BACKGROUND: B- and T-lymphocyte attenuator (BTLA) functions as a coinhibitory/costimulatory molecule that belongs to the immunoglobulin superfamily and exhibits a pattern of expression restricted to the hematopoietic compartment. Engagement of BTLA by its ligand, herpes virus entry mediator (HVEM), delivers negative signals to T cells, whereas engagement of HVEM receptor on T cells by surface BTLA expressed on other immune cells costimulates T activation. Previous work has reported that parental donor BTLA knock-out or HVEM knock-out T cells adoptively transferred into nonirradiated F1 recipient mice survived poorly, and the rejection of host hematopoietic cells was attenuated compared with F1 recipients receiving wild-type T cells.

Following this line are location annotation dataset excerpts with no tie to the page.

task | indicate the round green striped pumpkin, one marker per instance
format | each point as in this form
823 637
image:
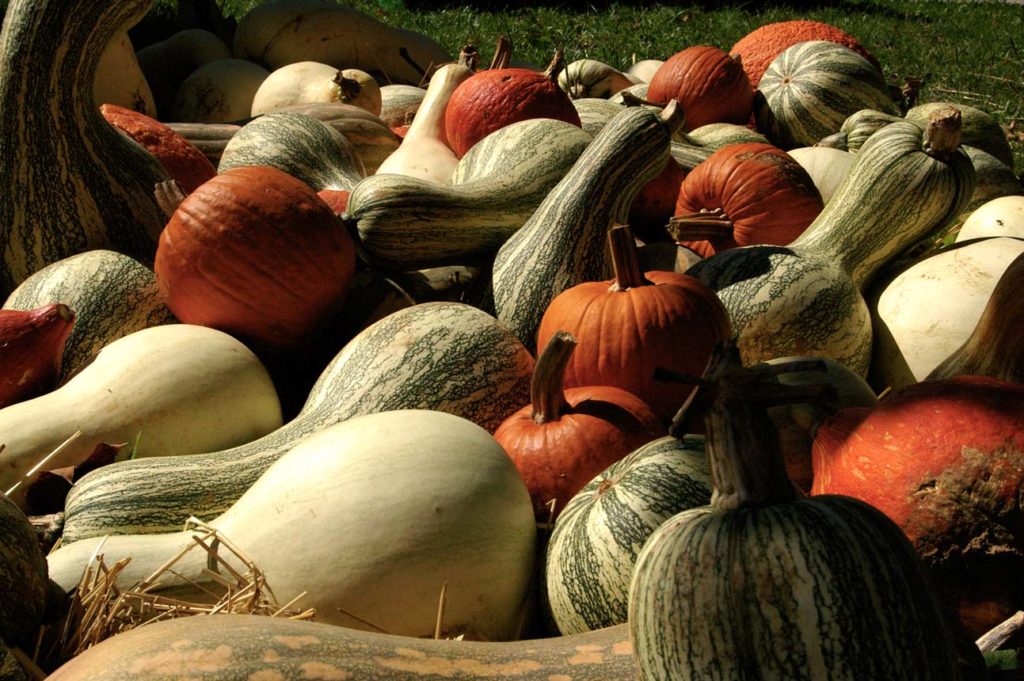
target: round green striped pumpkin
811 88
597 537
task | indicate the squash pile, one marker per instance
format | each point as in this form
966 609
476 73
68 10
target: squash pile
674 372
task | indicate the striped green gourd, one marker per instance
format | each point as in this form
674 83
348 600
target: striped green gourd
439 355
810 88
410 223
71 181
768 584
112 295
805 299
598 535
240 647
562 244
301 145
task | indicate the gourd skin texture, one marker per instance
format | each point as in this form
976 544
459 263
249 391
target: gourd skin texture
53 128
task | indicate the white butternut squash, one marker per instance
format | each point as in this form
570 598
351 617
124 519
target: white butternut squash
371 517
175 388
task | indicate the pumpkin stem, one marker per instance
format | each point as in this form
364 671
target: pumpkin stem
625 260
943 133
706 224
546 395
995 347
169 196
556 67
503 53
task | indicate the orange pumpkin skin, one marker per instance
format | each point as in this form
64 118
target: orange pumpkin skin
626 335
943 459
556 459
711 86
762 190
489 99
182 161
255 253
760 47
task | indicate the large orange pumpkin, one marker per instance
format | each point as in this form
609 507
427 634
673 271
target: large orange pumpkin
256 253
635 324
709 83
743 195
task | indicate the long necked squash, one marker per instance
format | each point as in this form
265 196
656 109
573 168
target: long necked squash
49 52
238 647
369 519
562 244
171 389
408 223
445 356
805 299
767 584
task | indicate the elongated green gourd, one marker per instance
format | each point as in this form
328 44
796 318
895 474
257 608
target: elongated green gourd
562 244
805 299
445 356
71 181
409 223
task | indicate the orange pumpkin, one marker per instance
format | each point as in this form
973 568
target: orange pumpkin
711 86
564 438
489 99
743 195
635 324
256 253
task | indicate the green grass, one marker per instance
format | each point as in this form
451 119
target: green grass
965 52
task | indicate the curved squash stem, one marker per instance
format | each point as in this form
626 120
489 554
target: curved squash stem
625 260
503 52
995 347
546 395
706 224
943 133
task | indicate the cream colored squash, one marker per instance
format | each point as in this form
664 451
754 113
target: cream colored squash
931 308
174 389
120 80
220 91
999 217
423 153
371 517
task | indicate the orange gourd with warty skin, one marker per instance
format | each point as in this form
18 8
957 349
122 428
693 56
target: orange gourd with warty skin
635 324
256 253
563 438
708 82
743 195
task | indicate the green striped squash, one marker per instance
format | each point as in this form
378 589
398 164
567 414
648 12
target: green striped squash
71 181
112 294
562 244
410 223
598 535
439 355
238 647
300 145
810 88
768 584
805 299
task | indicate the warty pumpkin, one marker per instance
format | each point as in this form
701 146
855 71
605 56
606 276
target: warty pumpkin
256 253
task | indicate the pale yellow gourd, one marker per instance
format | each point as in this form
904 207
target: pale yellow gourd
371 518
423 153
165 390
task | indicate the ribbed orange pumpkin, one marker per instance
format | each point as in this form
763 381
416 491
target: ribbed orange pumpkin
760 47
256 253
564 438
492 98
182 161
711 86
635 324
743 195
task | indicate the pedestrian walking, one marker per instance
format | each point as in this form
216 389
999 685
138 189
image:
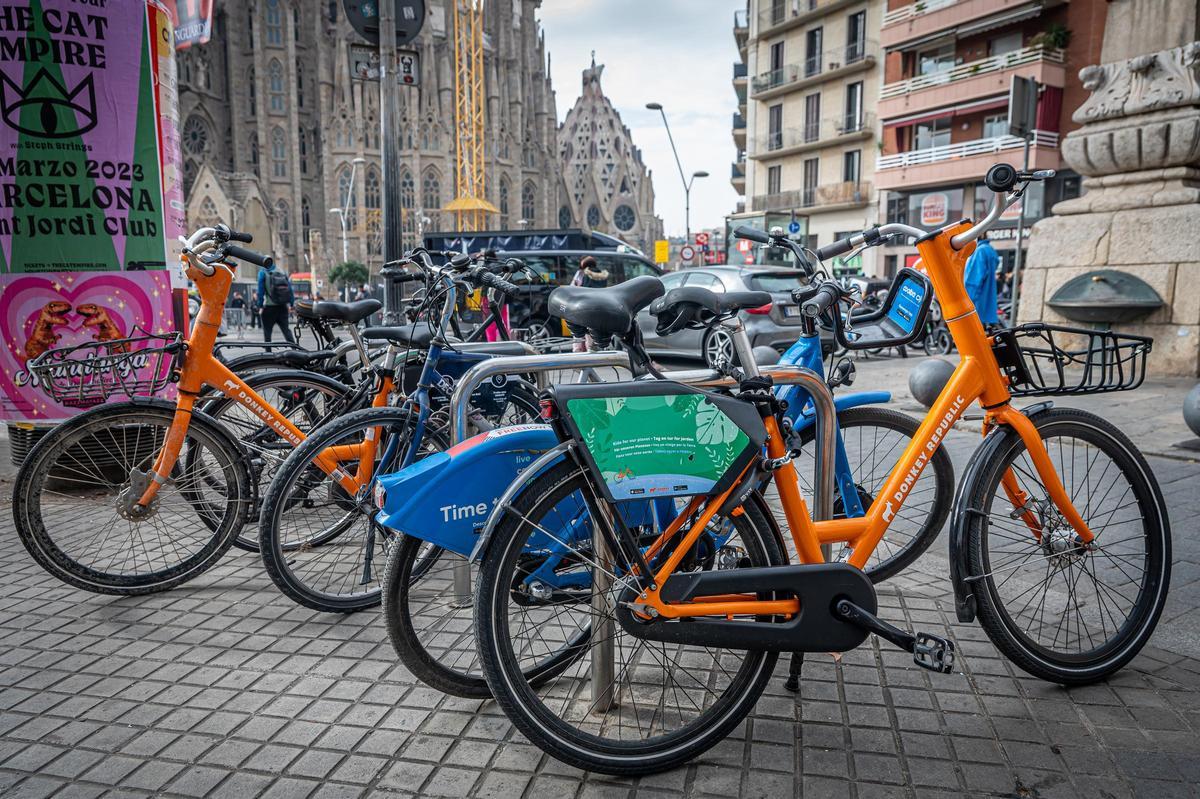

METHODS: Parent into nonirradiated immunocompetent F1 murine model of acute graft versus host reaction, which is induced with the adoptive transfer of splenocytes from donor B6 mice (H-2(b)) into F1 recipients (BALB/c×B6, H-2(d/b)), was used as an experimental approach to test the therapeutic effect of targeting BTLA during the course of an allogeneic immune response.
RESULTS: We herein provide evidence that administration of an anti-BTLA monoclonal antibody leads to significant reduction of donor anti-host allogeneic immune response against bone marrow and thymus during the acute phase of graft versus host reaction in a parent into nonirradiated F1 murine model of alloreactivity. Anti-BTLA protection against donor anti-host hematopoietic cell rejection correlated with impaired anti-host cytotoxic T-lymphocyte activity than reduction in T-cell number infiltrating host tissues.
CONCLUSIONS: These findings place BTLA receptor as a potential immunoregulatory target for the modulation of cytotoxic T-lymphocyte-mediated alloresponses.